Alex Gibney's The Armstrong Lie started off as something else altogether: a celebration, not an indictment, a documentary about Lance Armstrong's 2009 Tour de France comeback try. Four years after announcing his retirement from professional cycling - a profession that had netted the Texas sports icon a record seven consecutive Tour de France wins - Armstrong was back in the race.
And Gibney, the Oscar-winning documentarian (Taxi to the Dark Side), was invited along for the ride. Unprecedented access, intimate insights, a you-are-there story. It wasn't until the following year that federal prosecutors began investigating doping charges against Armstrong. And then Armstrong's former teammate, Floyd Landis, came out with his allegations. And the United States Anti-Doping Agency accused Armstrong of taking performance-enhancing drugs, of drug trafficking.

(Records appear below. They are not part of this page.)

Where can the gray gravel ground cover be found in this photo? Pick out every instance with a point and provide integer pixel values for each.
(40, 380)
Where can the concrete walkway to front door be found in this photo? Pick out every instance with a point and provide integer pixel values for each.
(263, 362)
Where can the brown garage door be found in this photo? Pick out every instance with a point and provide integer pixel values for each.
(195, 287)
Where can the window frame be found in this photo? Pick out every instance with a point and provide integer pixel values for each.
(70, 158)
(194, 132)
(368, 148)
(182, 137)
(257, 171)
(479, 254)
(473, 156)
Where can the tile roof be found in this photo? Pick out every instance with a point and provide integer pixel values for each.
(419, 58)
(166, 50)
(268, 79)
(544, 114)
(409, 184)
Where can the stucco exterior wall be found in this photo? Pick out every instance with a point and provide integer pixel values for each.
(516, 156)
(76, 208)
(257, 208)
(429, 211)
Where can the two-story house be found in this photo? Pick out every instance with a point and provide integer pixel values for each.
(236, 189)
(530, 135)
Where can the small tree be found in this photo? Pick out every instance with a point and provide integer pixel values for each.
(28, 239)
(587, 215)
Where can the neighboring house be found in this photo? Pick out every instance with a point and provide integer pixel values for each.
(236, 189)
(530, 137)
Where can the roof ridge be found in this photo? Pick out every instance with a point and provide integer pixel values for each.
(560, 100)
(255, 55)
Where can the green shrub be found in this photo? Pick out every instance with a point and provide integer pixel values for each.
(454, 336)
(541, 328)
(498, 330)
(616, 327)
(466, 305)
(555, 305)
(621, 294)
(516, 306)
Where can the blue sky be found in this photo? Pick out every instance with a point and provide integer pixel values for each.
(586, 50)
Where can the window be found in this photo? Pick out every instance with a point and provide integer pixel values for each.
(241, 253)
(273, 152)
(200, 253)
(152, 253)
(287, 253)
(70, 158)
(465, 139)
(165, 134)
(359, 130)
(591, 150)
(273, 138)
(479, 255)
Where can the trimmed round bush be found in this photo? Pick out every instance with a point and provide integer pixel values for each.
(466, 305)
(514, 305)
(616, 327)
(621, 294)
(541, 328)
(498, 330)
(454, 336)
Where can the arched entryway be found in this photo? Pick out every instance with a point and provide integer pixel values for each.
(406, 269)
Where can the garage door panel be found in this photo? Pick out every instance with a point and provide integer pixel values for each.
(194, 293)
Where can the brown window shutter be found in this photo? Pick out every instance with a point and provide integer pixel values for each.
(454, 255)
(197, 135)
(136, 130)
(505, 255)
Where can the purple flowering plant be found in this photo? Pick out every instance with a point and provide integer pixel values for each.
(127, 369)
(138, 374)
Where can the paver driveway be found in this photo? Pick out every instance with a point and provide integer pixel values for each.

Finally, after years of adamant denials, Armstrong went on Oprah Winfrey's show in early 2013 and 'fessed up - kind of. The millions of dollars in sponsorships were gone. Armstrong's Tour de France titles were stripped away. His hugely successful cancer foundation, Livestrong, tainted.
And Gibney paid a call, insisting Armstrong explain himself.
The Armstrong Lie, then, is a story of epic betrayal and deception - and self-betrayal, self-deception. A relentless competitor who had survived cancer to become one of the most famous athletes in the world, Armstrong was brought down by his own ego and arrogance. He had lied, straight-faced, defiant, for so long he seemed convinced he was speaking the truth. In a sport famous, or infamous, for its doping culture, Armstrong had put himself above the fray. But not only was he in the fray, he also was organizing the cover-ups, pressuring teammates, leading the pack.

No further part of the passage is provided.